Self-Regulation Is Not Working

While it is laudable that the GPOs have created and implemented voluntary codes of conduct which attempt to address these anticompetitive concerns, these codes are inadequate. While the Health Industry Group Purchasing Association ("HIGPA") and some GPOs have adopted codes of conduct for GPO business practices, as the GAO has reported, the codes established by the individual GPOs are not uniform and they include diverse qualifying language and exceptions. There are no requirements for external accountability, and none of the codes of conduct I reviewed contained any enforcement mechanisms or dispute resolution procedures. Moreover, while this Subcommittee probably expected these codes to "evolve" and become more expansive they have not changed since the last hearing of this Subcommittee.
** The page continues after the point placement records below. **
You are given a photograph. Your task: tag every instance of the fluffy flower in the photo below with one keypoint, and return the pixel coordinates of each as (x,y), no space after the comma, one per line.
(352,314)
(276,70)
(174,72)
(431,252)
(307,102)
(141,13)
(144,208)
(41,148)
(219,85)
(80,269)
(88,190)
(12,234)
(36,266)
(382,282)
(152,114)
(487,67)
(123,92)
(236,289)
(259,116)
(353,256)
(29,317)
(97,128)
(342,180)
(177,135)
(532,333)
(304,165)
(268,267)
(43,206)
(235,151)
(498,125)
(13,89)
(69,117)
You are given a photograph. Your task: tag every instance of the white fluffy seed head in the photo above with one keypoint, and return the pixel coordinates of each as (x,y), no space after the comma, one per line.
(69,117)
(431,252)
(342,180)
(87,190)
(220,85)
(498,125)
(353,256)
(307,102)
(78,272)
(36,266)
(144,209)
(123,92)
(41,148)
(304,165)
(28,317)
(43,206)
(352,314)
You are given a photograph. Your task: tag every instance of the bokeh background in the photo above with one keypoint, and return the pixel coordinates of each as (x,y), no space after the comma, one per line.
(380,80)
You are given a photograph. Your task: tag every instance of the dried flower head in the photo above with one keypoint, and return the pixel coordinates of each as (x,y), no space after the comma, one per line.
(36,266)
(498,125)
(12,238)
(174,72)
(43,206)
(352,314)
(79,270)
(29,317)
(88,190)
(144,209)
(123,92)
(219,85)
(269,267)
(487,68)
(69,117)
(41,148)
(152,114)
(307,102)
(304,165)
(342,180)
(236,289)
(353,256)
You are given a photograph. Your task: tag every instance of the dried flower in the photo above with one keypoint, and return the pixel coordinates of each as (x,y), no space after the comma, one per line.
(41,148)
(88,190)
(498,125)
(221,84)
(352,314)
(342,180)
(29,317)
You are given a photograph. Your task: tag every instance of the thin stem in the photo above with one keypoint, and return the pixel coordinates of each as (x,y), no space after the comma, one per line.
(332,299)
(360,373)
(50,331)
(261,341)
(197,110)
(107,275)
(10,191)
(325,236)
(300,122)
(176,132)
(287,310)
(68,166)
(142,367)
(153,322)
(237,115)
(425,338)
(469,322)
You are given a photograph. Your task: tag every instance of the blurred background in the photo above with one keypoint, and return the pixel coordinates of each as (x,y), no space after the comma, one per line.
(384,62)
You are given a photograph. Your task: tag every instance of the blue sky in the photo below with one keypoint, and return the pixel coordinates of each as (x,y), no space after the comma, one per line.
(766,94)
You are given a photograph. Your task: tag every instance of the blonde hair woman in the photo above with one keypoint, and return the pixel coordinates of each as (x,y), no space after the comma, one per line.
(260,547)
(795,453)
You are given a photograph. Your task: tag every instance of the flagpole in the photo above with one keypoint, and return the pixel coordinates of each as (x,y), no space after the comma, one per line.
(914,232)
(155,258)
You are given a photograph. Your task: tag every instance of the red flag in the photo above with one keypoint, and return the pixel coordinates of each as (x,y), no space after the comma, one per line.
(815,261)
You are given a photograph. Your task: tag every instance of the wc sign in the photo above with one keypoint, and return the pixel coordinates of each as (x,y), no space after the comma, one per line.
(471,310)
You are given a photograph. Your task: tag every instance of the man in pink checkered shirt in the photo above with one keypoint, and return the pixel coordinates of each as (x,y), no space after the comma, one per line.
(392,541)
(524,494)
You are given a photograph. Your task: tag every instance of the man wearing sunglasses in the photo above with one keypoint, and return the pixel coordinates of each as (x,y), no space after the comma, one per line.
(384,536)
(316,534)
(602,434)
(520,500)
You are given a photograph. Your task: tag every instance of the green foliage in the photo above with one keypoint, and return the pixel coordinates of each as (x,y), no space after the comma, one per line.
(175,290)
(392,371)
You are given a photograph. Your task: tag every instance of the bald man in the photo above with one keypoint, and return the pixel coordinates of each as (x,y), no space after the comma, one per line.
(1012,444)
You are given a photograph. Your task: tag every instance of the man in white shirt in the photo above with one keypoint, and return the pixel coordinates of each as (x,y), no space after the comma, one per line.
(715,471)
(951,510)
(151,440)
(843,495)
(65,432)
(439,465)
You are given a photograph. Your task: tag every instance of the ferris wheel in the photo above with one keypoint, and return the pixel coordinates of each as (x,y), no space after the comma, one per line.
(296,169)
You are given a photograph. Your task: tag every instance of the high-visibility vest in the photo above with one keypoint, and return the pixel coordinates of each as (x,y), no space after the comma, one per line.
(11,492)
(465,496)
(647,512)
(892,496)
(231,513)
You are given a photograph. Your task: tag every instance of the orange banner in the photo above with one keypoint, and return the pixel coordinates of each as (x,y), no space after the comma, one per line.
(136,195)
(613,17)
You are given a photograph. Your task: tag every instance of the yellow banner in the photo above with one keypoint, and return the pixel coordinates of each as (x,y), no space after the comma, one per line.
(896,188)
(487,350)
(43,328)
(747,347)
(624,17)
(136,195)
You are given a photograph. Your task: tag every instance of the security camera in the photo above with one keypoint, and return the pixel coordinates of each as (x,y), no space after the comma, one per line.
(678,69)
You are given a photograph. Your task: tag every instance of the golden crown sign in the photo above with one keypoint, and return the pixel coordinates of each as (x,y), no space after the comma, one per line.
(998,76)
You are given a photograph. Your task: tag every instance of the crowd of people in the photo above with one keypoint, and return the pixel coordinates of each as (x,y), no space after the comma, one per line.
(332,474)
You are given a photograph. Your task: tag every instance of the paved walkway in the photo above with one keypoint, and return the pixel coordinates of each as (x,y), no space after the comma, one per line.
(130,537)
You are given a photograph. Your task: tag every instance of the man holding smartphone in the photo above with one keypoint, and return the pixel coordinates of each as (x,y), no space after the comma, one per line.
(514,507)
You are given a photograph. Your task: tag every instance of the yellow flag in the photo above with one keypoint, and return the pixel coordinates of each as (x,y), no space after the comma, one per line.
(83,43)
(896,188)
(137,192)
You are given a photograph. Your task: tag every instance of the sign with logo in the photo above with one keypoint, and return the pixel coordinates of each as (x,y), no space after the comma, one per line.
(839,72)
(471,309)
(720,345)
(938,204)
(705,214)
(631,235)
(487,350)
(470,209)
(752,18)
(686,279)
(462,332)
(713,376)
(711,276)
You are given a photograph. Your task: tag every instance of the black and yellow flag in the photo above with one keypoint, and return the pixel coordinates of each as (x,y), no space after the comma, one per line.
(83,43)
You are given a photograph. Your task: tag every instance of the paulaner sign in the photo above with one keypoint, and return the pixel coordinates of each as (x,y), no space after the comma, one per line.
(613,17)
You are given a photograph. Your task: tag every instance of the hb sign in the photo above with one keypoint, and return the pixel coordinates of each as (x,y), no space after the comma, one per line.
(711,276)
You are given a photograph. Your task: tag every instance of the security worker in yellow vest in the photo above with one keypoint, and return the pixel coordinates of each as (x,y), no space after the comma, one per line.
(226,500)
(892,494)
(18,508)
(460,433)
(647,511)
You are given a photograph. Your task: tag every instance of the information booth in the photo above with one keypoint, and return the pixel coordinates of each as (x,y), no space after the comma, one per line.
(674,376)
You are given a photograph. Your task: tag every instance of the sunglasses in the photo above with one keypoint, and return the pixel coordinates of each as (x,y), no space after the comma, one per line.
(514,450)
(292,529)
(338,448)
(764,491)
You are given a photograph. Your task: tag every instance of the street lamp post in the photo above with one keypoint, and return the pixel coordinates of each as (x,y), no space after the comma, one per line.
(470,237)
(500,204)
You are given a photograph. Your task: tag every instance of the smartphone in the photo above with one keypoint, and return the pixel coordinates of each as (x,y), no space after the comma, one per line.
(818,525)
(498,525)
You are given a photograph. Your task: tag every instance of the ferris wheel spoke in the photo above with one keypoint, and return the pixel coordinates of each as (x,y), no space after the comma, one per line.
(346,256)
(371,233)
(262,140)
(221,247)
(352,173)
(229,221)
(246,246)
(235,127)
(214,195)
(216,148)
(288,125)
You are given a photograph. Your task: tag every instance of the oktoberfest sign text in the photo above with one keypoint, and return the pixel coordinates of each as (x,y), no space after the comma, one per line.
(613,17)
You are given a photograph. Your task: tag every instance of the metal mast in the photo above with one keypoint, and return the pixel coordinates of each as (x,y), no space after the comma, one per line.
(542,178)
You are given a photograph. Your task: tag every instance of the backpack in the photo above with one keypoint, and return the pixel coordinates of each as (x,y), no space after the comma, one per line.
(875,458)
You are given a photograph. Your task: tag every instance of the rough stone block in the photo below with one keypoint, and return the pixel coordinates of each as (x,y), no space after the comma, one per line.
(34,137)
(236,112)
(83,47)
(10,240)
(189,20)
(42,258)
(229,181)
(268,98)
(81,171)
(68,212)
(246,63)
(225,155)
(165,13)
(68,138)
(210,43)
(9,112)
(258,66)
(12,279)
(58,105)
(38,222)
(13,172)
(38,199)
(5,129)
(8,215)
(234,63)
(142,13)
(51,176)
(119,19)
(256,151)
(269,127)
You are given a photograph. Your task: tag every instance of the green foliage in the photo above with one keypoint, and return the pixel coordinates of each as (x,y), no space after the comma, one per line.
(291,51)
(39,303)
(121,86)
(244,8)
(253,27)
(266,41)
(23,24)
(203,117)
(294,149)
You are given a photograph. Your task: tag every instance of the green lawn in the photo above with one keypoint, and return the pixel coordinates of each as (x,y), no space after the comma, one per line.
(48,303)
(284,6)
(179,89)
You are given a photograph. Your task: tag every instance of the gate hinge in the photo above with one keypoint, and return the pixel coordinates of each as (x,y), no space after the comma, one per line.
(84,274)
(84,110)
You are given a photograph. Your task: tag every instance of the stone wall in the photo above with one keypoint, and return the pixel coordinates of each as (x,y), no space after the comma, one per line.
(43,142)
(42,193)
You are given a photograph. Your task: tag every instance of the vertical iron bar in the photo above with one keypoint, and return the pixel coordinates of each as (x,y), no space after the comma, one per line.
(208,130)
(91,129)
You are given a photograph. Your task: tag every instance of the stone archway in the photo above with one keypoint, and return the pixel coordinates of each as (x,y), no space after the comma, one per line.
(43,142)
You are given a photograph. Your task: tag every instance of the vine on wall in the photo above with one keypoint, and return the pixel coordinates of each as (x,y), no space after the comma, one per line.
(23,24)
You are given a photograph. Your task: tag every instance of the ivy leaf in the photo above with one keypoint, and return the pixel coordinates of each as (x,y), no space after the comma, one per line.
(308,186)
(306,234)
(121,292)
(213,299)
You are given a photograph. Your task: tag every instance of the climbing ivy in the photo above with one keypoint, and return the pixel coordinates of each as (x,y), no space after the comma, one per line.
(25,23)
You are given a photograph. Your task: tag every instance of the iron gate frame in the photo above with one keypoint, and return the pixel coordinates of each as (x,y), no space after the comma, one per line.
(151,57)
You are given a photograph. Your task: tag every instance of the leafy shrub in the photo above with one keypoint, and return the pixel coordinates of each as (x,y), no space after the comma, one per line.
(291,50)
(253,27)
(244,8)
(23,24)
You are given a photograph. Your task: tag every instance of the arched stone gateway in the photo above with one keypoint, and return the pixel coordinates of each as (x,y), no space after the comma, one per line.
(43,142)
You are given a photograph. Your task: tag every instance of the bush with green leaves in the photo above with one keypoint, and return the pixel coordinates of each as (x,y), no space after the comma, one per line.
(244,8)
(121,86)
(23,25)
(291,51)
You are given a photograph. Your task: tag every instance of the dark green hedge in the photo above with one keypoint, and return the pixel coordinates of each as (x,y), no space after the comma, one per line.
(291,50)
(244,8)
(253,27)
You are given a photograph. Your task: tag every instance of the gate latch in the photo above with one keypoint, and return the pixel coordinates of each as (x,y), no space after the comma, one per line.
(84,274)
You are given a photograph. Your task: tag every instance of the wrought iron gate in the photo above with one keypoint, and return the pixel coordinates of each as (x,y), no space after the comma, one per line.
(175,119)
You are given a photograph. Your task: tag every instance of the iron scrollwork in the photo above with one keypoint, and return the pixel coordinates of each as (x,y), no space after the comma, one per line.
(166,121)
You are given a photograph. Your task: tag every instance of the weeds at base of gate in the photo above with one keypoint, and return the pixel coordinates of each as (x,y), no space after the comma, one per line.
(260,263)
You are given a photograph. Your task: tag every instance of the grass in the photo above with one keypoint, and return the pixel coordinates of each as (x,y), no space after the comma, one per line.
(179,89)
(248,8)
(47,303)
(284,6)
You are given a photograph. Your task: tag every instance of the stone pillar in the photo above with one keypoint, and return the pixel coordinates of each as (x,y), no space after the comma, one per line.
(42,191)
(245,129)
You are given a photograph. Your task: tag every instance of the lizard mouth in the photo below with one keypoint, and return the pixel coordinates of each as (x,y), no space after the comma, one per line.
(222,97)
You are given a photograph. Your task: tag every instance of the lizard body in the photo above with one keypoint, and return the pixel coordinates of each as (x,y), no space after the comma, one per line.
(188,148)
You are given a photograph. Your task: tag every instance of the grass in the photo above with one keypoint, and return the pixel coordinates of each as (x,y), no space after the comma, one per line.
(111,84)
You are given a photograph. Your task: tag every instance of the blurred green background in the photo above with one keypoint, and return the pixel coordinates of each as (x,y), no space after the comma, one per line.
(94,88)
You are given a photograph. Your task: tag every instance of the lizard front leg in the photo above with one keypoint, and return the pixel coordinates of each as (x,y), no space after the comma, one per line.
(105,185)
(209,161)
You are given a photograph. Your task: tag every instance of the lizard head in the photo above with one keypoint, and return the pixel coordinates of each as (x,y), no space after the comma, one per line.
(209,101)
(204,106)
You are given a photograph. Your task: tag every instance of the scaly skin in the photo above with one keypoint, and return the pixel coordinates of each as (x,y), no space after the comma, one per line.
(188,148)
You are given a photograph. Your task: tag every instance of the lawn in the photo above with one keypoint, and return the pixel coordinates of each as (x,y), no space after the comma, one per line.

Let me provide several examples. Among the top four GPOs, their policies on sole-source contracting are inconsistent - with one making no statement at all on this topic, and another making only the generic statement that all contracts "should" be multi-source. No code of conduct entirely precludes sole source contracts. In spite of promises on sole source contracts, the GAO has found that for Premier and Novation, "the shares of dollar purchasing volume accounted for by sole-source contracts were 19 percent and 42 percent."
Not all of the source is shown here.